- Film poster
- Directed by: Lucio Fulci
- Screenplay by: Bruno Corbucci; Giovanni Grimaldi;
- Story by: Mario Carotenuto
- Cinematography: Alfio Contini
- Edited by: Franco Fraticelli
- Music by: Piero Umiliani
- Production companies: Mirafilm; Marcus Produzione Cinematografica;
- Release dates: March 28, 1962 (Turin & Bari);
- Running time: 100 minutes
- Country: Italy
- Box office: ITL 116.630 million

= Colpo gobbo all'italiana =

Colpo gobbo all'italiana (lit. 'Smart Move Italian-Style') is a 1962 Italian comedy film directed by Lucio Fulci.

==Cast==
- Mario Carotenuto as Nando Paciocchi
- Marisa Merlini as Nunziata, Maggiola's wife
- Andrea Checchi as Orazio Menicotti
- Gina Rovere as Gina, Paciocchi's wife
- Gino Bramieri as Panza
- Aroldo Tieri as Tifillo, the burglar
- Gabriele Antonini as Ennio
- Hélène Chanel as the French blonde
- Ombretta Colli as Silvana, Ennio's girlfriend
- Jole Fierro as Ines, a sex worker
- Nino Terzo as Maggiola

==Production==
Colpo gobbo all'italiana was a production of two Italian film production companies: Mirafilm and Marcus Produzione Cinematografica. It was directed by Lucio Fulci. While Fulci biographer Stephen Thrower's book Beyond Terror: The Films of Lucio Fulci (2018) only credits Bruno Corbucci and Giovanni Grimaldi for the screenplay, ANICA includes Beppe Costa. The film was previously known as La nottola in bicicletta (lit. 'The Night Owl on a Bicycle' before its release. The film's opening features a song titled "La Nottola di notte" (lit. 'The Owl of the Night') written and performed by Gianni Meccia.
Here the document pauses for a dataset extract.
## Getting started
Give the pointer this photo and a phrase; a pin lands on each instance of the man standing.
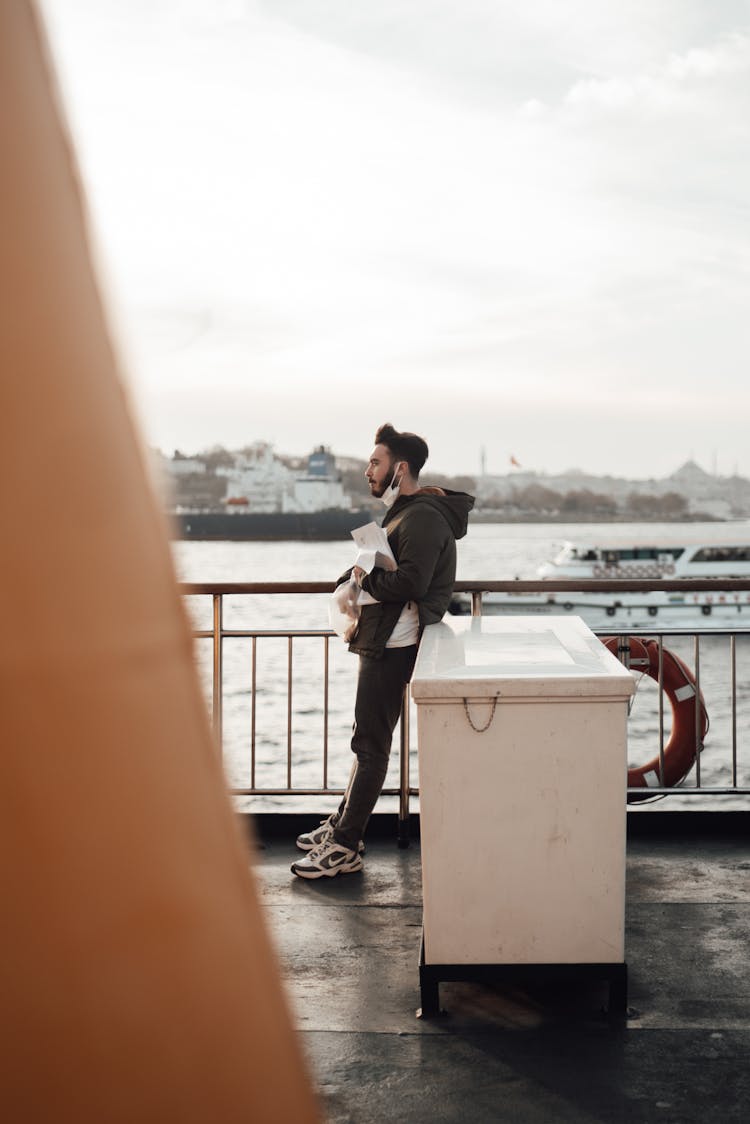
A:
(422, 525)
The title Colpo gobbo all'italiana combines the names of two other works: Colpo gobbo is an Italian title for the Mickey Spillane's novel The Big Kill (1951) while "all'italiana" borrows from the popular film Divorce Italian Style (1961).

Mario Carotenuto was a prolific actor in comedy films of the period in Italy, who previously had appeared in Fulci's earlier films Ragazzi del Juke-Box (1959) and Urlatori alla sbarra (1960). Carotenuto, who had written the story and also served as producer, clashed with Fulci over changes to the script; after filming wrapped, Fulci ended his friendship with him, and the two never worked together again.

Thrower said that the film could be describe as Fulci's contribution to the "oft-reviled" pink neorealism genre of Italian cinema.

==Release and reception==
Colpo gobbo all'italiana was distributed in Italy by Mirafilm released to theatres in Turin and Bari May 11, followed by a release in Rome on June 9, 1962. It grossed a total of 116.630 million Italian lire in Italy. The film stayed in theaters through mid-1962 and was still playing in Rome through September. While Dizionario del cinema italiano said the box office in Italy was lower than earlier films like I ladri (1959), a film Fulci described as a financial flop.

It had a 100-minute runtime on its theatrical release in Italy and a 90-minute runtime in Spain when it played in Barcelona and Seville as La rubia tuvo la culpa in 1965.